I’ll try and go into a little more detail about each.
Scheduling is always an issue in a challenging operational environment, especially because milestone review require sign-off from stakeholders, several of which are typically an executive of some type. Getting the right people in the same room alone is a major stumbling block.
The necessary reviews of documents presents at least two major challenges:
- First being people actually reviewing documents. In several government agencies I’ve worked with the executive stakeholder had some underling do this for them, and got a yea or nah notice ahead of time. This actually worked somewhat well, but during debates of issues made it clear the voter had little knowledge of the issues at hand.
- If you have a May 27th milestone review, you might have to get deliverables produced and distributed 2 weeks ahead of time. If you have to do several pre-release reviews and approvals, you could be required to produce a final deliverable a month to six weeks before the review.

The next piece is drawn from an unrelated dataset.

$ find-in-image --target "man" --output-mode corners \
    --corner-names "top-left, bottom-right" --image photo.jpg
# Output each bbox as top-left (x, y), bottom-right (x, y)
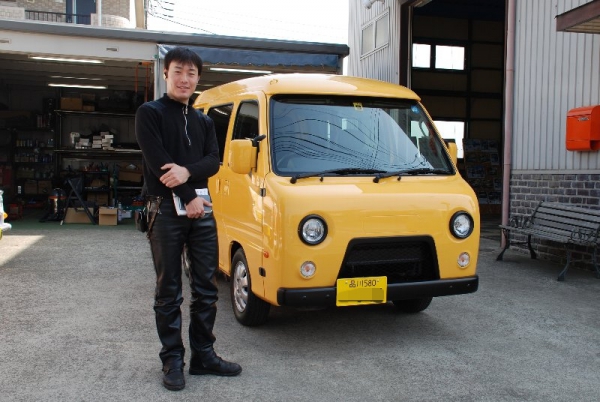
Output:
top-left (135, 47), bottom-right (242, 391)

VTCs can help with colocation for review purposes, by enabling people to be in different facilities or even regions of the country. But often times the collaboration isn’t the same, and the lack of simple tools for VTC at each person’s office or desk complicates matters.

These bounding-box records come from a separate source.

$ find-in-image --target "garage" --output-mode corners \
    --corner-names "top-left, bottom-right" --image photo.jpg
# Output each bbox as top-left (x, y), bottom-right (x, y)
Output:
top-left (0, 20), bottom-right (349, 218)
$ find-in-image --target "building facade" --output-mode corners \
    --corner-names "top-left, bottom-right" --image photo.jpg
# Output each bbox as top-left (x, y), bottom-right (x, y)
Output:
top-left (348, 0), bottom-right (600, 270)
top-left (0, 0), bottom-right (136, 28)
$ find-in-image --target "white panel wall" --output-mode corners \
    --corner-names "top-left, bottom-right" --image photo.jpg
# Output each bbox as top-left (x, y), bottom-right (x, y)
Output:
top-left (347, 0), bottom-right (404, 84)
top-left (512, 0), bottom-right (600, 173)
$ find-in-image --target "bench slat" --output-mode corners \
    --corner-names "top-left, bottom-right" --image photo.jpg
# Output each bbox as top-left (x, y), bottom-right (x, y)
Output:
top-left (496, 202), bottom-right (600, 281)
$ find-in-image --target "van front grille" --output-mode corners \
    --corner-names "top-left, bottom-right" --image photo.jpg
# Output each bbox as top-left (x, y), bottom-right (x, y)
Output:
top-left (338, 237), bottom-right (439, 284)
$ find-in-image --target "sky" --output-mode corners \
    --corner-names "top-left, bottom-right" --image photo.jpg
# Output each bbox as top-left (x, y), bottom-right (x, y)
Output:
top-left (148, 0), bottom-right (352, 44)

Web meetings are solid idea in many government entities when the nature of their work is not of a classified nature, but all my clients are in the Intelligence Community and we’re just not there yet with web meetings on those specific networks.
I have seen as a contractor on a few contracts where electronic reviews and “signatures” were done totally via a coordination system. This seemed fairly productive and useful, but not widely done in my experience.
And several of the last items point to the government infrastructure often times being a limiting factor. Finding a conference room in a government building alone these days is nearly impossible. Let alone having enough bandwidth and feature rich tools for collaboration
What do those on GovLoop think? Are there any ways you’ve found to improve milestone reviews?